As Derry and Massey renovate the mini truck, they are working with Rivers of Steel to identify project partners that will help facilitate the launch of the project, including holding open-ended meetings to establish a foundation for meaningful collaborations throughout the duration of the project.

After the design, development and outreach phases of the project are completed, Derry and Massey will begin publicizing the project, gathering participants, and promoting content creation and speaker building workshops. 

Because Studio Stream exists outside of a school setting, it focuses on the identity formation of rural teens and the creation of more impactful social support networks, they said.
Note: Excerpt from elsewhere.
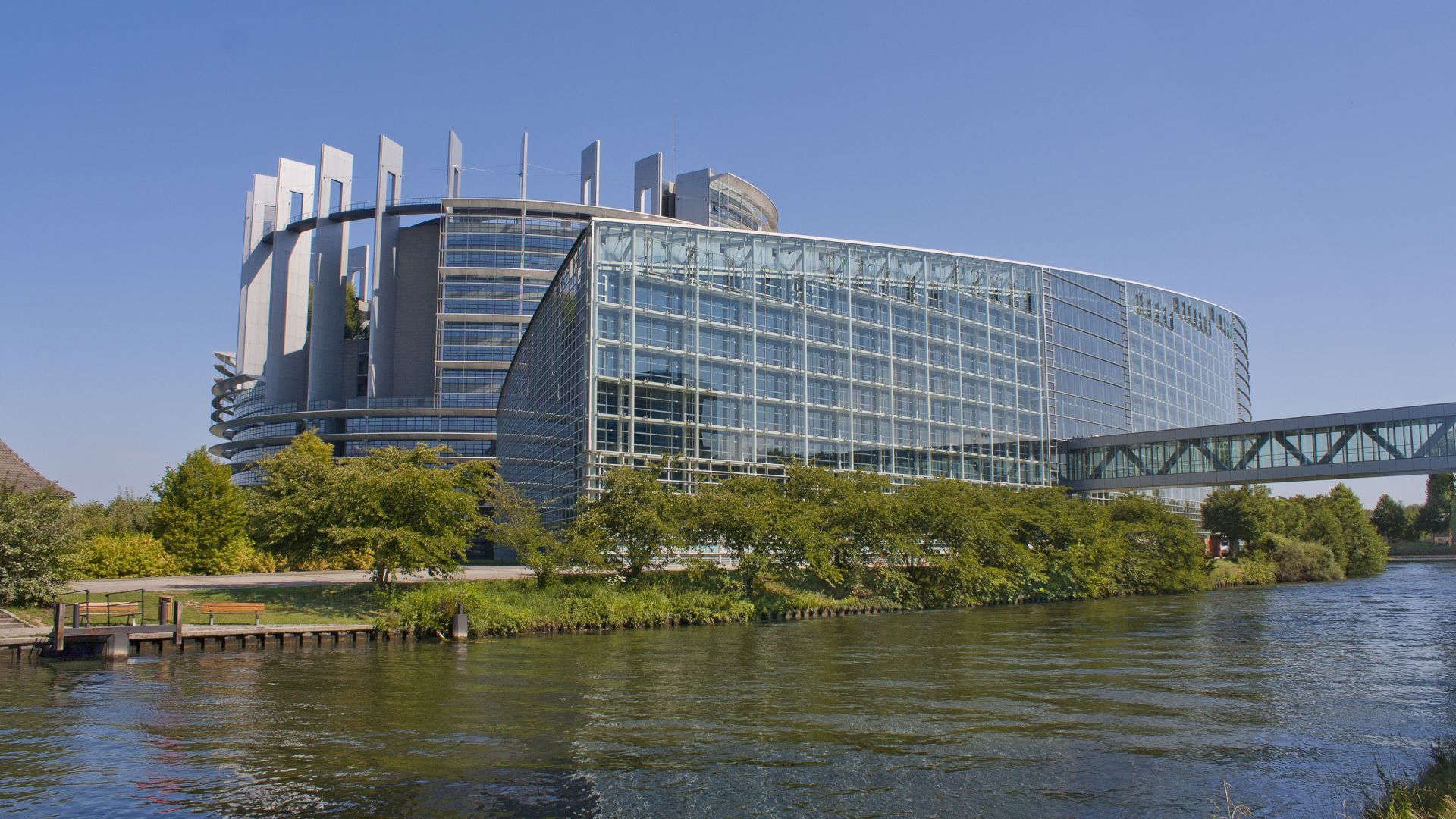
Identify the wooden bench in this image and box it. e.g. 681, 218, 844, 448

“As faculty and through Local X Change, we are very familiar and comfortable working with learners in a collaborative fashion, but reaching and engaging learners and their support networks is new for us,” Massey said. “A focus on sound and written content creation is also very different from our focus in studio art, but that’s part of our excitement about the project—it expands our thinking about new forms of art and expression while providing an opportunity for youth who want to create outside the traditional studio arts,” she said.

About Local X Change

Local X Change prioritizes collaboration and civic engagement as a tactic to democratize art and technology.
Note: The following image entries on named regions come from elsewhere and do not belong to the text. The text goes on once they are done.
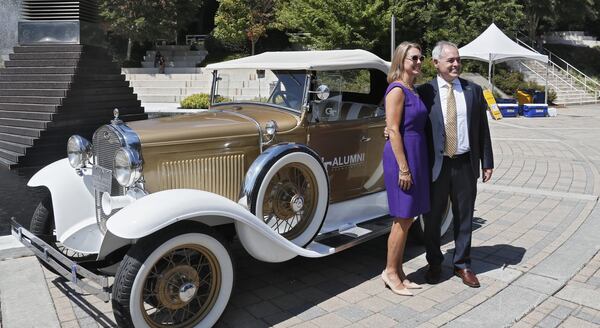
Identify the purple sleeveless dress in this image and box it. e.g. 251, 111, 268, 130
383, 82, 431, 218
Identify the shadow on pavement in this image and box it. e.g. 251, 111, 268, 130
52, 277, 117, 327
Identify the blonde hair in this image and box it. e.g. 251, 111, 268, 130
387, 41, 423, 83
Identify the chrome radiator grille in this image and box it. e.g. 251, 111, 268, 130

Recent Local X Change projects include the Public Works Design Studio, which mentors young makers through public and private commissions; the Future Makers Forum, which brings changemakers from underrepresented groups to present public talks and workshops; Common Goods, a pop-up store featuring laser-cut paper packages made by IUP students in Derry and Massey’s 3D Design and Digital Fabrication class that raises funds for nonprofit organizations and programs; Design Stars, a mock reality television show for student artists; Traffic Island Oasis, a temporary outdoor art installation by IUP students; Plastic Space, a project for students to explore the viability of colonizing a newly discovered planet similar to Earth; the Hallmark Prize, recognizing student artists; and the Sculpture Support System, designed to provide a more in-depth professional experience for highly motivated students through social practice projects that engage community members in a range of art-making processes, including the Monument Project.